Leanne Liddle: Reflections on how far we’ve got to go
2022 Northern Territory Australian of the Year, Leanne Liddle reflects on her achievements, tackling racism, diversity in parliament and Aboriginal burning practices.
Born and raised in Alice Springs, she was South Australia’s first Aboriginal policewoman and Director of the Aboriginal Justice Unit. As our 2022 NT Australian of the Year, Leanne is simultaneously witnessing progress while calling out a severe lack of it.
As Leanne celebrates her sister's most recent achievement of becoming the first Aboriginal senator elected in South Australia, she is also calling on the nation to work harder to deliver on equality.
Raised with a seemingly endless resilience to tackle injustice, Leanne has been a changemaker and driving force behind the Aboriginal Justice Agreement, which aims to reduce imprisonment rates, increase Aboriginal leadership and improve justice outcomes for Aboriginal Territorians.
Here she reflects on her Australian of the Year Award, Aboriginal land management techniques and practices that look after the land and how far we still have to go to eliminate racism and get equal rights and opportunities for First Nations People.
Leanne has always been a fighter
From her decade of service as South Australia’s first Aboriginal policewoman to her role in the Northern Territory Aboriginal Justice Agreement, Leanne’s list of achievements and impact is hard to quantify.

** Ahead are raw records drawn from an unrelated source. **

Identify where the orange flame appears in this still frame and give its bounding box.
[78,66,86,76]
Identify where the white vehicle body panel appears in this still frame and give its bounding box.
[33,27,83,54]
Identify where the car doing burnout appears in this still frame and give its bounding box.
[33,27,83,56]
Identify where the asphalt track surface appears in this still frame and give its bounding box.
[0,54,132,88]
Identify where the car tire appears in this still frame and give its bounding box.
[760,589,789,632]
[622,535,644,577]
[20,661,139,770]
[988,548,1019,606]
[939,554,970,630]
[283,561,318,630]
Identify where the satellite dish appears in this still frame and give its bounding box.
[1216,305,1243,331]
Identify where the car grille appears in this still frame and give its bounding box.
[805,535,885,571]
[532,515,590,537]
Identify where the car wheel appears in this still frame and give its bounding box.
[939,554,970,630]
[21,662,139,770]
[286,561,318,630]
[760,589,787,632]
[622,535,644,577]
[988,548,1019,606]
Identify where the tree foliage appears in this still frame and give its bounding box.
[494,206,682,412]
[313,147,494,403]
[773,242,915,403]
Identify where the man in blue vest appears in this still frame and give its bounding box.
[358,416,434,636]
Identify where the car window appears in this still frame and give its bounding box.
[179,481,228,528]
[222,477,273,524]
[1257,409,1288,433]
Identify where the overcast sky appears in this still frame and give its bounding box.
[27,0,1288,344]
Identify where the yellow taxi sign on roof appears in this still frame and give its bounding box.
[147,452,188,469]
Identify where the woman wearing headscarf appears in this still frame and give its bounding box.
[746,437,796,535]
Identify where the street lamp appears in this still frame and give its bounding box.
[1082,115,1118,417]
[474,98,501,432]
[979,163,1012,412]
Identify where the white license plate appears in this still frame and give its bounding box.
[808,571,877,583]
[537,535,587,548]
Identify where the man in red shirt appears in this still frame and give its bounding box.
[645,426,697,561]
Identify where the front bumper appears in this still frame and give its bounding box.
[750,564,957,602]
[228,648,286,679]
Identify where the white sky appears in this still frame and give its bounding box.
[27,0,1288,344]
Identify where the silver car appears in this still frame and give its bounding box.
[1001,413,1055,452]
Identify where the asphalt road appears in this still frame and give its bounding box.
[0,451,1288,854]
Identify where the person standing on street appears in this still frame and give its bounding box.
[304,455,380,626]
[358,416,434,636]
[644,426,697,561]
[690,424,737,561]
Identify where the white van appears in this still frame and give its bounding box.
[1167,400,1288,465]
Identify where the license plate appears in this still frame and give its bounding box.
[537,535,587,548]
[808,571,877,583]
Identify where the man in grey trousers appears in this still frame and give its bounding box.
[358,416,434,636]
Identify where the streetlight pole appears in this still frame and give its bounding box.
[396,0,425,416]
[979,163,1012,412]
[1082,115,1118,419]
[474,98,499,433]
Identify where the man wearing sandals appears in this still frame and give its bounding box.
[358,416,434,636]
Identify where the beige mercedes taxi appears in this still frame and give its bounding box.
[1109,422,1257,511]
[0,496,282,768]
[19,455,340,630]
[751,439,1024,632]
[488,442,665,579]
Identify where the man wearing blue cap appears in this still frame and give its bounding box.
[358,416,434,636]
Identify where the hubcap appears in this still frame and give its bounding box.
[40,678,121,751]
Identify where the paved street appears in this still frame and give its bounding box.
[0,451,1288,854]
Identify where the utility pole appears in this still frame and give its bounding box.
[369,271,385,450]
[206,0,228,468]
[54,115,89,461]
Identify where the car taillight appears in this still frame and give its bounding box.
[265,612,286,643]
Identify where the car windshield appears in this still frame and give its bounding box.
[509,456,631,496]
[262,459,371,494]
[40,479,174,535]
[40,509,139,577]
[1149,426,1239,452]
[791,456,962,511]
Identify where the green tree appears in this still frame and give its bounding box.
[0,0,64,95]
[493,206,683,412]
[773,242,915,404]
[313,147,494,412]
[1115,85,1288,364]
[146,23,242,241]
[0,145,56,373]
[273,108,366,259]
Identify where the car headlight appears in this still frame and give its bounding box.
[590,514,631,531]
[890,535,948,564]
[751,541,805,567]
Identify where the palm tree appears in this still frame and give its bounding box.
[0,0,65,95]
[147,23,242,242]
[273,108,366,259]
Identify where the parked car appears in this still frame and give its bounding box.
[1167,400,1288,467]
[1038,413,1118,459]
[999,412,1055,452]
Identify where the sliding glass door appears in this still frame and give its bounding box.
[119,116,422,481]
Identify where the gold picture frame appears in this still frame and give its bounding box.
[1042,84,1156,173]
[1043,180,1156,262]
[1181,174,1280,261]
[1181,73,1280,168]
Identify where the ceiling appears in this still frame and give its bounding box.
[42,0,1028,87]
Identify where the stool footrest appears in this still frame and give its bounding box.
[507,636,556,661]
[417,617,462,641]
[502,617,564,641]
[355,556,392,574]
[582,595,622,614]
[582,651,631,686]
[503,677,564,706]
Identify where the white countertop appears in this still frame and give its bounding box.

She reflects on her Australian of the Year Award saying, “for me I see the Australian of the Year as being the highest accolade you could get, and I felt that it was a large reward for the hard work that I put in over the three decades”.
“What it really allowed me to do was to reflect on what I've done over the decades in the justice system. And I started to realise that there were so many other people that have invested in me to make me the person I am. Not just my parents but I had really good mentors, too. I stepped back and I thought, I've always been a fighter.”
Pushing for progress
While Leanne describes herself as a fighter, she also acknowledges that we can't keep relying on hope to propel us forward. Leanne believes we need something more tangible to enact change, like more support in calling out racism.
Leanne still witnesses, and experiences firsthand, racism all around her and says more needs to be done to tackle the issue.
“I'm not surprised that racism still exists…. Racism is real. And it's raw and it's out there.”
Leanne explains that Aboriginal and Torres Strait Islander people need more support in calling out racism.
“The question that I wish I were asked more often is, ‘what can I do to help you tackle racism?’ There has to be an acknowledgement that racism exists,” says Leanne.
“I don't want it to be about hope anymore. I just want my kids to never have to face racism again. We can't rely on some magic wand or one person who is going to shift this. The whole country needs to move with us,” says Leanne.
Leanne was raised by parents and grandparents that instilled in her strong beliefs and encouraged her to stand up for herself and others. She explains that the will to fight has been passed down from generation to generation and some people are too exhausted to fight against the injustices in their country anymore.
“You're an extension of the fight that your grandparents and your parents have fought. They haven't been able to make that shift but they made sure that their kids were in a better position than them to fight a good fight,” says Leanne.
There’s still a long way to go
Leanne comes from a trail-blazing family who have achieved several firsts for the Aboriginal community. Her brother, Jamie Liddle, is a pilot for an international airline; her sister, Kerrynne Liddle, is an Australian politician and the first Indigenous senator elected in South Australia; and her twin has a Doctor of Philosophy in Science.
Her family’s achievements are worth celebrating but Leanne also puts them into perspective, saying “when I look and think, we're still celebrating ‘the first’—we haven't come a long way. I feel quite ashamed as an Australian. We're excited that we're celebrating the first, but we really should be quite ashamed of ourselves and disappointed that’s where we are in 2022.”
Learning from Aboriginal communities
So, how do we create change? When talking to Leanne, it is evident that non-Indigenous Australians have much to learn about and gain from Indigenous culture. Take the concept of ‘beauty’, for example. For Leanne, beauty isn't about aesthetics. In fact, there isn't even a word for ‘beautiful’ or ‘pretty’ in her language.
Leanne explains, for her, the idea of beauty evokes images of traditional bush burning practices, which allows native plants and animals to thrive.
“We don't have an Aboriginal word for ‘beautiful’ in our Aboriginal language.
When I've done a really good fire burn in the desert and I can see how it restores the landscape and brings back food for the animals—there’s fat goannas, kangaroos, emus and birds in the trees. For me, my skills have been put to good use and those animals are happy. The landscape looks healthy. That's beautiful to me.”
As we increasingly recognise the importance of these Aboriginal perspectives, there is much for Western society to learn. Perhaps with the shared use of Aboriginal knowledge, we can start to build a better future for us all.